Diversi secoli or sono fu rinvenuta una pietra sulla quale erano iscritte sei lettere, tre I e tre P. I più esperti glottologi ed archeologi si impegnarono ad interpretarne il significato, ma non ne vennero a capo.
Un vecchio abate, che viveva in un eremo, dedito agli studi ed alla preghiera, ritenne di aver trovato la soluzione. L’iscrizione avrebbe avuto, a suo dire, questo dettato: Imperante Imprudentia Iuvenum, Perit Potentia Patriae.

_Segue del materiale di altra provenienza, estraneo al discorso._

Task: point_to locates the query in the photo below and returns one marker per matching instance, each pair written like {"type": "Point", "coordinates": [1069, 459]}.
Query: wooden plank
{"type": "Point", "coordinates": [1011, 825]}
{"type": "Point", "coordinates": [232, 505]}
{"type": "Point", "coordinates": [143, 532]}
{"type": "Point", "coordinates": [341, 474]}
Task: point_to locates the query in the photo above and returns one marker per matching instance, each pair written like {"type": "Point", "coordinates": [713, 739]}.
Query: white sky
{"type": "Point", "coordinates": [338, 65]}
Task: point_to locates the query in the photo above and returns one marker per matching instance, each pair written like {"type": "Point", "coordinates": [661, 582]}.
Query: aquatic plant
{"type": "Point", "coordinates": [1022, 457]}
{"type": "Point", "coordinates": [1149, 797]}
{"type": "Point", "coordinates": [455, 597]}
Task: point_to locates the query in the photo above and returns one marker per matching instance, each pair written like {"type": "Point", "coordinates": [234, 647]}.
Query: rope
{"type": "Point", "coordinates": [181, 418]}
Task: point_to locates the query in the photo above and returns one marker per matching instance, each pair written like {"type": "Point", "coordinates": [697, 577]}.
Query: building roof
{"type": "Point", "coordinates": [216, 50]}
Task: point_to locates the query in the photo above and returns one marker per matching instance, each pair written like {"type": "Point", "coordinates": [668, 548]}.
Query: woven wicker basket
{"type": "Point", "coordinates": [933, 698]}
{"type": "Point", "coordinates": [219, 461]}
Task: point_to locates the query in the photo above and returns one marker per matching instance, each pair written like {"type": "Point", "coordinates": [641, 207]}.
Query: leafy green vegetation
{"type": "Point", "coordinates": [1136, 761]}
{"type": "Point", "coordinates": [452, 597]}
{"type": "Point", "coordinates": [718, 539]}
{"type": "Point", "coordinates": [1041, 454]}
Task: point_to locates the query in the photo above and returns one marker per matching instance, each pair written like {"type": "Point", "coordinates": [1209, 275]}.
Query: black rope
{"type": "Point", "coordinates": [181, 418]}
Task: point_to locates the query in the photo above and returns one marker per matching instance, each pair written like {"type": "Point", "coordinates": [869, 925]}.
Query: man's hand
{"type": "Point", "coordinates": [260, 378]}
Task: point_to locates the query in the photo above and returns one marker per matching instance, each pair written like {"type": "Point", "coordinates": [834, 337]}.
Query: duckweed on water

Certo, nessuno può dire che questa sia la giusta soluzione ermeneutica della singolare scritta; ma, di certo, essa costituisce un monito per quanti ritengono che la soluzione dei gravi problemi che affliggono uno Stato possa essere utilmente affidata ai giovani, per il solo fatto di essere tali. E ciò perché, se è indubitabile che il difficile compito di governare richieda entusiasmo e forza – doti proprie dell’età giovanile – è altrettanto vero che esso non può prescindere dal bagaglio di esperienza e di prudenza che l’uomo acquisisce nel tempo.
Non a caso la storia è piena di esempi che dimostrano la fallacia di iniziative prese sotto la spinta dell’entusiasmo e dell’ardore giovanile, ancorché presidiate da apprezzabili fini.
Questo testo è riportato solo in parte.